A few of the groups that give specific guidance to hotels are:
- Local government entities
- Leadership in Energy and Environmental Design (LEED)
Trash and waste generated by hotel industry
With more than 50,000 lodging establishments in the United States, there is a significant impact on the environment when it comes to trash and waste. While many hotels — especially the smaller motels and lodges — may not be able to afford a complete overhaul of their refuse program, there are small steps that can lead to big savings.

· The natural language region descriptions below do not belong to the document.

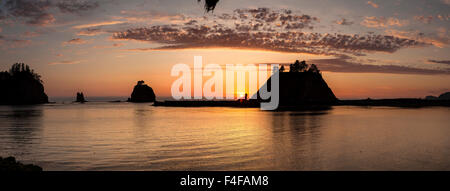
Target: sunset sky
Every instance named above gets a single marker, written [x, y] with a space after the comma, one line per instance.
[377, 49]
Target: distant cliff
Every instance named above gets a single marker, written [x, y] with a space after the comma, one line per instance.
[142, 93]
[302, 85]
[20, 85]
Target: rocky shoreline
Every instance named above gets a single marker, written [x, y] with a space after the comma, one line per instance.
[10, 164]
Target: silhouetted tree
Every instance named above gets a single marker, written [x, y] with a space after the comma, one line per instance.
[20, 70]
[313, 68]
[282, 68]
[298, 66]
[210, 5]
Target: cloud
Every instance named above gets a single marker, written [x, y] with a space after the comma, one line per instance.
[150, 16]
[90, 32]
[65, 62]
[34, 11]
[76, 41]
[374, 5]
[273, 35]
[447, 62]
[76, 6]
[210, 5]
[424, 19]
[37, 12]
[98, 24]
[350, 65]
[382, 22]
[343, 21]
[31, 34]
[439, 39]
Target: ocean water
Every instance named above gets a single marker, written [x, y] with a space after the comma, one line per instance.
[127, 136]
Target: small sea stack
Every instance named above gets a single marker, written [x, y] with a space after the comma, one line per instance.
[80, 97]
[142, 93]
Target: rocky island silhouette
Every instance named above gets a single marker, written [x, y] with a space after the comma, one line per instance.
[21, 85]
[142, 93]
[80, 97]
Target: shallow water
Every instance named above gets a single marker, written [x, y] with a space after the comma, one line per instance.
[127, 136]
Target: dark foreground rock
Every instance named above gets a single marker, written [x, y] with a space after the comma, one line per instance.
[20, 85]
[302, 88]
[80, 97]
[142, 93]
[444, 96]
[10, 164]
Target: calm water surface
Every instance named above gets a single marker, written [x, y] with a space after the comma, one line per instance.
[126, 136]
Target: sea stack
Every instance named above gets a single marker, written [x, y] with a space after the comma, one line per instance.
[142, 93]
[21, 85]
[80, 97]
[302, 85]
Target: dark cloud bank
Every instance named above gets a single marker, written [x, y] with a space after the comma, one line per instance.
[280, 31]
[37, 12]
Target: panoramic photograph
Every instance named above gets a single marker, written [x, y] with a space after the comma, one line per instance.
[224, 85]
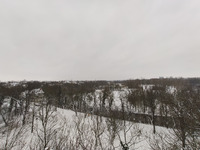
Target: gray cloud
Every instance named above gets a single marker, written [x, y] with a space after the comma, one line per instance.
[88, 40]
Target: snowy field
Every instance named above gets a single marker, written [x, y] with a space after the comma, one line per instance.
[69, 130]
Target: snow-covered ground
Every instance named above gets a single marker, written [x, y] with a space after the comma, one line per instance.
[83, 129]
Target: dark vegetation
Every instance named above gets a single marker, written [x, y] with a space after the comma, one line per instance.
[170, 102]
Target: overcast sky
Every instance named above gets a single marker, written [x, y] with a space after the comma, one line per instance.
[99, 39]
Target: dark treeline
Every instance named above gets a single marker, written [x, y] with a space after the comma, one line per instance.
[169, 102]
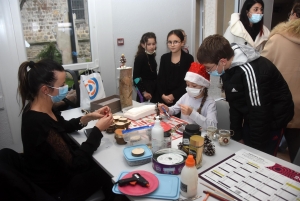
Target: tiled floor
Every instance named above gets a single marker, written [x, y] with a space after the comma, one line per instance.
[215, 92]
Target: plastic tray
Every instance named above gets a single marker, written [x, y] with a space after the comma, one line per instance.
[169, 187]
[132, 160]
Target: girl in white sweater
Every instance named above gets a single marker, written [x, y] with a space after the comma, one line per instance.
[195, 105]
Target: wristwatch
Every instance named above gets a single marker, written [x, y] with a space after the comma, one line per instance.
[81, 124]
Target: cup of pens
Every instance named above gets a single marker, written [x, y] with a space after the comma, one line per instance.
[211, 131]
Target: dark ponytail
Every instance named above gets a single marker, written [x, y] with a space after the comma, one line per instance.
[203, 100]
[33, 75]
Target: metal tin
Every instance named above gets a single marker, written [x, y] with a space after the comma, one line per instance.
[168, 161]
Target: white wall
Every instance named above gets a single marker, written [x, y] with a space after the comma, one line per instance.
[128, 19]
[12, 52]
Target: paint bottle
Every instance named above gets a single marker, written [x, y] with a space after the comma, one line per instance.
[189, 178]
[157, 136]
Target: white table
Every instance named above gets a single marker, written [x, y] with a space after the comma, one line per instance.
[110, 155]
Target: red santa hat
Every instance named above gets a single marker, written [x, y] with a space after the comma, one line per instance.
[197, 74]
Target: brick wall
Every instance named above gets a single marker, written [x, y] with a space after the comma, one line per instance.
[39, 21]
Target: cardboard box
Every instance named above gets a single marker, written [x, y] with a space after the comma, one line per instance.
[112, 101]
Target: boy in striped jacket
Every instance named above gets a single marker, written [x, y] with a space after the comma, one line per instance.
[260, 101]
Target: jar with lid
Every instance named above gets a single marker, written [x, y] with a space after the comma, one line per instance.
[189, 131]
[167, 139]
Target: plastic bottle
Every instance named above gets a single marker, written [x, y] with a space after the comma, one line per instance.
[157, 135]
[189, 178]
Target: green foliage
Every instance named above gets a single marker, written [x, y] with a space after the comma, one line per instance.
[50, 52]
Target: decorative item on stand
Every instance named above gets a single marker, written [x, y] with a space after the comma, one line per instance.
[125, 83]
[209, 147]
[123, 61]
[157, 112]
[189, 131]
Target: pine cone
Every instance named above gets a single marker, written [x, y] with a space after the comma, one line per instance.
[209, 147]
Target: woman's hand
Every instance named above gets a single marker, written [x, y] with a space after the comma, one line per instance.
[160, 105]
[167, 99]
[97, 114]
[104, 122]
[186, 110]
[171, 97]
[147, 95]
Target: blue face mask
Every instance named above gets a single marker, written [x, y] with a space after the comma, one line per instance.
[62, 93]
[255, 18]
[216, 73]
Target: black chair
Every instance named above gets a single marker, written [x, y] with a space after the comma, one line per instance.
[16, 186]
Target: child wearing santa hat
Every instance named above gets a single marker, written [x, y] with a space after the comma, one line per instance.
[195, 105]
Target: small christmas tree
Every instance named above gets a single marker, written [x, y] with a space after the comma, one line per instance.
[123, 61]
[209, 147]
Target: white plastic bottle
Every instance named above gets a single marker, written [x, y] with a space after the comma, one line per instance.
[157, 135]
[189, 178]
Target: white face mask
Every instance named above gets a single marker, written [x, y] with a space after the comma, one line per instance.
[193, 92]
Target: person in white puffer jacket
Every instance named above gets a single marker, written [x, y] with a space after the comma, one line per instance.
[247, 27]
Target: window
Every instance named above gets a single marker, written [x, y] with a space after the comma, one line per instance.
[78, 9]
[48, 25]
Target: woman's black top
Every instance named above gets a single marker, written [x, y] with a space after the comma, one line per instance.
[171, 76]
[145, 67]
[51, 158]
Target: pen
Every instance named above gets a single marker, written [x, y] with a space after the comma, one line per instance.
[165, 111]
[217, 191]
[206, 197]
[215, 196]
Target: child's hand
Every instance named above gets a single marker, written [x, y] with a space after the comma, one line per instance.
[166, 99]
[186, 110]
[160, 105]
[97, 114]
[171, 97]
[147, 95]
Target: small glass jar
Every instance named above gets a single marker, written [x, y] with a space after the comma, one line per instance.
[167, 139]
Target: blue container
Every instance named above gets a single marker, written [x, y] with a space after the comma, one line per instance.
[168, 188]
[141, 160]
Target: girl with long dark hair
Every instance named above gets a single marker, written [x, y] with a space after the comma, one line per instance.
[247, 27]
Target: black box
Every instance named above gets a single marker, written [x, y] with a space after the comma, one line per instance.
[112, 101]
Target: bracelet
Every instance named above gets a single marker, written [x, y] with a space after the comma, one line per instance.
[81, 124]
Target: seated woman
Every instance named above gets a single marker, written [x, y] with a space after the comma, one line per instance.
[64, 170]
[195, 105]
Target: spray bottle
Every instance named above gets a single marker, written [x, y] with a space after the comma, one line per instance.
[189, 178]
[157, 135]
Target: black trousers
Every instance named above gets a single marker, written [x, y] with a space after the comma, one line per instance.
[292, 136]
[274, 136]
[14, 185]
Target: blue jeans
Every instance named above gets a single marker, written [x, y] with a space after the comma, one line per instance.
[272, 146]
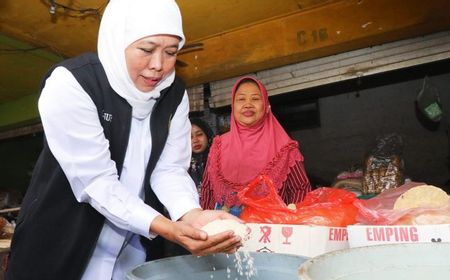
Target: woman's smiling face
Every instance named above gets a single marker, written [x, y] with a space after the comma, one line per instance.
[151, 59]
[248, 105]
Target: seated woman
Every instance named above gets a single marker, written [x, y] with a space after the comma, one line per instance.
[256, 144]
[201, 139]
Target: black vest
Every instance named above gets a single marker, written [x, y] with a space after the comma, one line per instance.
[55, 235]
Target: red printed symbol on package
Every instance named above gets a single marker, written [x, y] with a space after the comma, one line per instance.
[265, 230]
[287, 232]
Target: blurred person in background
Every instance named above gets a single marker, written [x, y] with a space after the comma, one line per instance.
[256, 144]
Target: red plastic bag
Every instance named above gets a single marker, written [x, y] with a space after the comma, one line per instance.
[324, 206]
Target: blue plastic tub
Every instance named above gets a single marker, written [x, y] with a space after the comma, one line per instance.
[269, 266]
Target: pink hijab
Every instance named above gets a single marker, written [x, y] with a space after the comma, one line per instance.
[243, 153]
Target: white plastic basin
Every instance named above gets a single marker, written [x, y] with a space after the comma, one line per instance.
[420, 261]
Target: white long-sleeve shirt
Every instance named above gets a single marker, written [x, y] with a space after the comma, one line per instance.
[76, 139]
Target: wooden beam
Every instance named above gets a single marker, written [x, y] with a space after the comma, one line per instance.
[330, 29]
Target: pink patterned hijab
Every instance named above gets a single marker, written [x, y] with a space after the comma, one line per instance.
[243, 153]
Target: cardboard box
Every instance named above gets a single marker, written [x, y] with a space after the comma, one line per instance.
[303, 240]
[363, 235]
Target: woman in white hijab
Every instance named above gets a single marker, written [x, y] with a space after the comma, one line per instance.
[104, 172]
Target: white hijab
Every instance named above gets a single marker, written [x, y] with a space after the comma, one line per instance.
[124, 22]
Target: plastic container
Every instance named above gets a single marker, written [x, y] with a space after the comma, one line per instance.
[415, 261]
[269, 266]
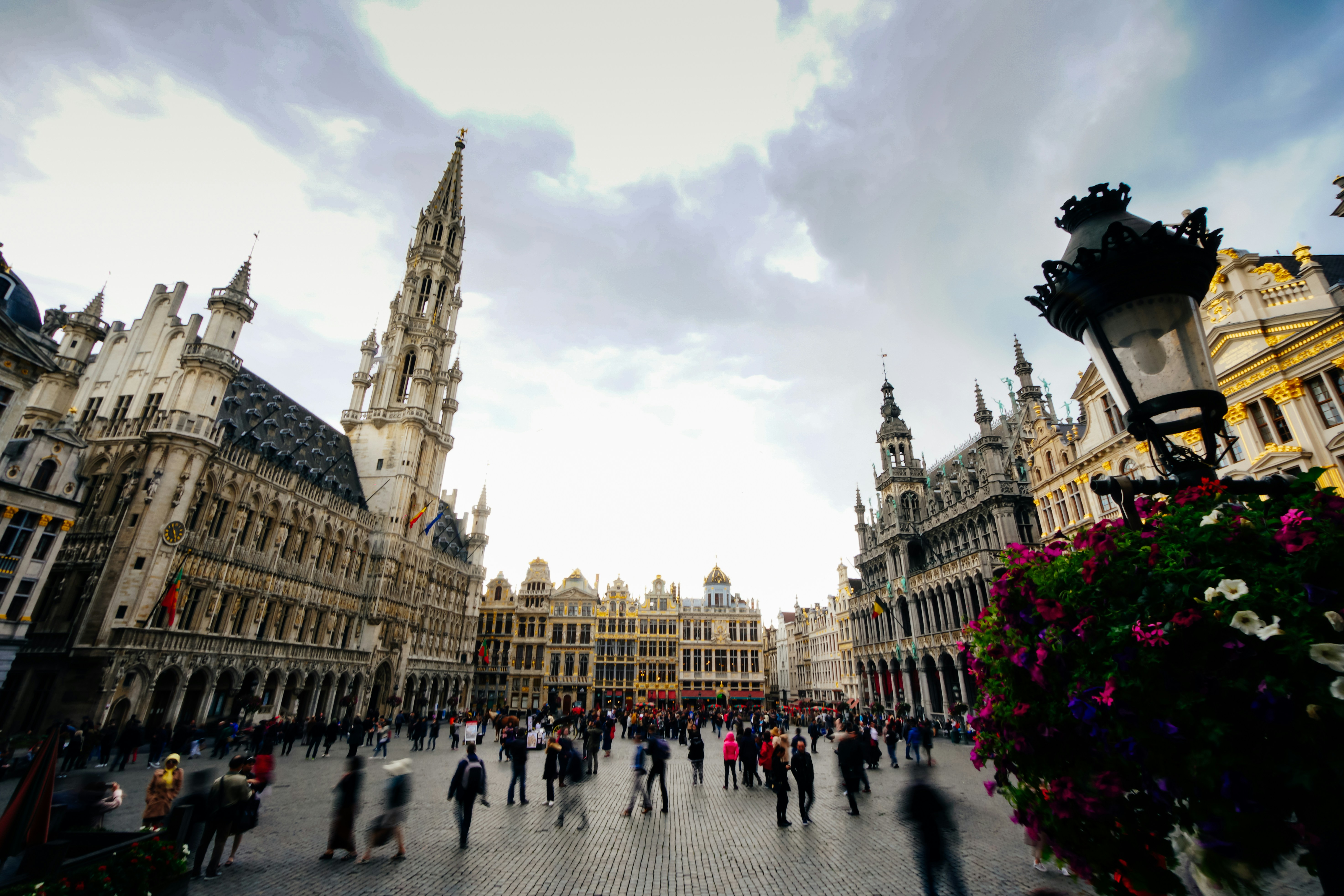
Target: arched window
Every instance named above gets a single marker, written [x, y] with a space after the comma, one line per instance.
[423, 306]
[404, 389]
[42, 481]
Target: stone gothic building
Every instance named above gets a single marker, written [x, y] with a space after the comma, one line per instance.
[931, 549]
[323, 569]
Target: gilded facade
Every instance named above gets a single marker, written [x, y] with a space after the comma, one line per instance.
[322, 567]
[931, 547]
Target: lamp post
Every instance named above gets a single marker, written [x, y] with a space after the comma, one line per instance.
[1130, 289]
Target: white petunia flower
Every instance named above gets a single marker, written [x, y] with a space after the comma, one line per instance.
[1271, 631]
[1248, 621]
[1330, 655]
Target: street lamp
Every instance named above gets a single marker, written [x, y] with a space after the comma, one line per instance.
[1130, 291]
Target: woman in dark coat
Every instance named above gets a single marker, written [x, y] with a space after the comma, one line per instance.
[342, 835]
[552, 770]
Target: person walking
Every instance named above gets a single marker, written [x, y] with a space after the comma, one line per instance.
[355, 737]
[592, 743]
[517, 745]
[397, 797]
[850, 756]
[730, 760]
[777, 773]
[315, 737]
[803, 776]
[748, 754]
[342, 835]
[636, 785]
[164, 786]
[331, 735]
[928, 813]
[468, 784]
[660, 753]
[552, 770]
[128, 742]
[695, 753]
[226, 797]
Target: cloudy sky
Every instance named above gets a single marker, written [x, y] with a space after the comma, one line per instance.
[694, 229]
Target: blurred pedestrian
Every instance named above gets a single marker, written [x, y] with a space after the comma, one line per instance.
[927, 812]
[164, 786]
[396, 798]
[468, 784]
[342, 835]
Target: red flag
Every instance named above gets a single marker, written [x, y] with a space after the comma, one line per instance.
[170, 601]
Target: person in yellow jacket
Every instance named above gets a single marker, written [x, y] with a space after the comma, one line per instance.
[164, 786]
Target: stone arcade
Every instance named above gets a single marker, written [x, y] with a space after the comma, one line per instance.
[306, 588]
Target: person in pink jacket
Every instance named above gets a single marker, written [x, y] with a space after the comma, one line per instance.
[730, 760]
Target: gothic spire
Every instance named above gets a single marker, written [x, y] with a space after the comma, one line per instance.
[242, 280]
[448, 195]
[983, 416]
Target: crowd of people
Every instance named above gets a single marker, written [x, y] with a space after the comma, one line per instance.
[773, 750]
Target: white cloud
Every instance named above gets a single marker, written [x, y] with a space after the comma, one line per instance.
[642, 88]
[175, 193]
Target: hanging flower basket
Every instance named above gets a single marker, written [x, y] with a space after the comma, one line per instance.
[1178, 680]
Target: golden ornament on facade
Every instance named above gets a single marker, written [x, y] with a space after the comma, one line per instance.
[1280, 273]
[1289, 389]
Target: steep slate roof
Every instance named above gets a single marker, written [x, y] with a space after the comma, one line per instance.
[264, 420]
[1334, 265]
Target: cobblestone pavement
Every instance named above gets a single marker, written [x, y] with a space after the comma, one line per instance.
[712, 841]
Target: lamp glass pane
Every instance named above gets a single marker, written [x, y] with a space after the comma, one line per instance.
[1160, 347]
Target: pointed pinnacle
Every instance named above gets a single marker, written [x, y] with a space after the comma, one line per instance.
[242, 280]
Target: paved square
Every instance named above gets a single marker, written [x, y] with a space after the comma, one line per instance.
[710, 843]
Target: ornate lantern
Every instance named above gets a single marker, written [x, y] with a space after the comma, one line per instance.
[1130, 291]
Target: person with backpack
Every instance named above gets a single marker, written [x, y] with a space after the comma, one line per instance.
[342, 835]
[777, 773]
[730, 760]
[226, 796]
[803, 776]
[893, 738]
[660, 753]
[695, 754]
[850, 757]
[748, 754]
[389, 825]
[638, 784]
[468, 784]
[517, 745]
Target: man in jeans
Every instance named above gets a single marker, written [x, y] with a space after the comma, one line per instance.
[517, 745]
[228, 796]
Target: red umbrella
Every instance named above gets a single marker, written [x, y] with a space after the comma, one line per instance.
[27, 819]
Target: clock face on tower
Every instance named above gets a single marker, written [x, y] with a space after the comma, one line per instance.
[174, 534]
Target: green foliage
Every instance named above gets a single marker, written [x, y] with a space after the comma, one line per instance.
[143, 870]
[1140, 683]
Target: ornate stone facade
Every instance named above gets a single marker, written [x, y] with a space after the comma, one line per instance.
[322, 571]
[929, 550]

A significant portion of travelers are picky today about staying in places that are conscious of the environment. They expect to see certain things, like linen cards that ask visitors to re-use their towels at least a couple of times before casting them to the floor.
Reusing towels saves water, energy and staff efforts. Just the use of a little reminder to reuse can save up to 40 percent in energy bills.
Not all hotels can afford to install new energy systems, but there are lot of small ways to get on board the green energy bandwagon.
Recycling helps lower a gigantic expense in waste management. Keeping separate bins for paper, plastic and eco-waste can help eliminate a significant portion of waste expense. And recycling sorters at hotels have been known to retrieve inadvertently disposed linens, napkins, silverware and other hotel staples that otherwise might end up in the trash.
Energy management systems help lower energy bills. Fluorescent bulbs and LEDs have proven to reduce energy bills. They can be installed in hallways, rooms, bathrooms and employee areas. The use of Lights Out cards can also serve as a gentle reminder to hotel guests to turn out lights when they are not in use.
Bathrooms are the most neglected room in the hotel in terms of energy waste; install motion detectors so the lights shut out after a period of inactivity. They can also be installed in exercise rooms and meeting rooms.
The use of nontoxic cleaning products and the elimination or reduction of commercial detergent keeps employees healthier, and they don't have to breathe dangerous fumes. Employees appreciate that management cares enough about their health to invest in nontoxic cleaning solutions.
Saving water is a case of being reminded to do so. Hotel restaurants can opt to serve water only on request. And by installing low-flowing showerheads, toilets and toilet tank diverters in hotel bathrooms, conservation goals can be met.